Re: Amplifiers .... distortion thresholds
I'm sorry but I don't know who "J.F." is. And I certainly don't use "J.F's" amplifiers!
About 'amplifier accuracy' etc. - the amp that you have at home right now may well be as 'accurate' as it needs to be.
However, there is a standard below which one definitely shouldn't go. I bought a 5.1 channel AV amp from a British brand of well respected middle-audiophile electronics - amp made in the Far East. Looks nice. Lot's of features. Rows of connectors. Good handset. BUT, there is so much digital processing crammed into the full-rack case that it produces a roar of digital hash over the speakers if the volume is turned up just above normal. At a normal setting I can't hear the hash, but I know that it's there and that's psychologically biased me against the amp, and even the brand.

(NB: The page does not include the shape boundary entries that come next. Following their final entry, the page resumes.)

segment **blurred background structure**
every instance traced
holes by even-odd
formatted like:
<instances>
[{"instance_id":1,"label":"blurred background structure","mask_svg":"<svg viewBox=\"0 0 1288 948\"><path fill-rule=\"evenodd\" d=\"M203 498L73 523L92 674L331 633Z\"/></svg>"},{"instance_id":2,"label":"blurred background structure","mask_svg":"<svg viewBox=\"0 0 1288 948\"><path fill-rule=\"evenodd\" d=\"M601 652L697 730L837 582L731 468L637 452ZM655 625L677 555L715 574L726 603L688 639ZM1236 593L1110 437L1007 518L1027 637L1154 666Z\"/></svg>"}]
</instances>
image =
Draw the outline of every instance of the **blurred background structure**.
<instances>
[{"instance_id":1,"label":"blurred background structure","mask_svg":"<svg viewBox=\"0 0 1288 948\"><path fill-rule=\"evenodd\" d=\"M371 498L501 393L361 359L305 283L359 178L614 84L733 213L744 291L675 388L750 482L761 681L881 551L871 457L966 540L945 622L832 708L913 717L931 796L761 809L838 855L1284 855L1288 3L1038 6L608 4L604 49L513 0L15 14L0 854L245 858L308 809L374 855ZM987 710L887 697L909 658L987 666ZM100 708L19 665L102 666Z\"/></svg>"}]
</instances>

Compared to designing a simple basic stereo amplifier, it must require electronic design skills of the very highest order (as you'd expect to find in the Japanese corporations) to design really good AV amps where the digital and analogue circuitry are adjacent to each other without RF or PSU break-through. Ditto mobile phone design where radio signals and audio signals are millimetres apart on the same PCB. Incredible. Those guys have have really moved the frontiers of audio electronics forward as they've honed their cutting-edge skills whilst the rest of us in the audio industry remain trapped in our dark ages, going round in circles like the Bismarck chasing inaudible non-issues! And we wonder why young, A1 grade electronic engineers (like my eldest son) don't find the audio industry an attractive career path?!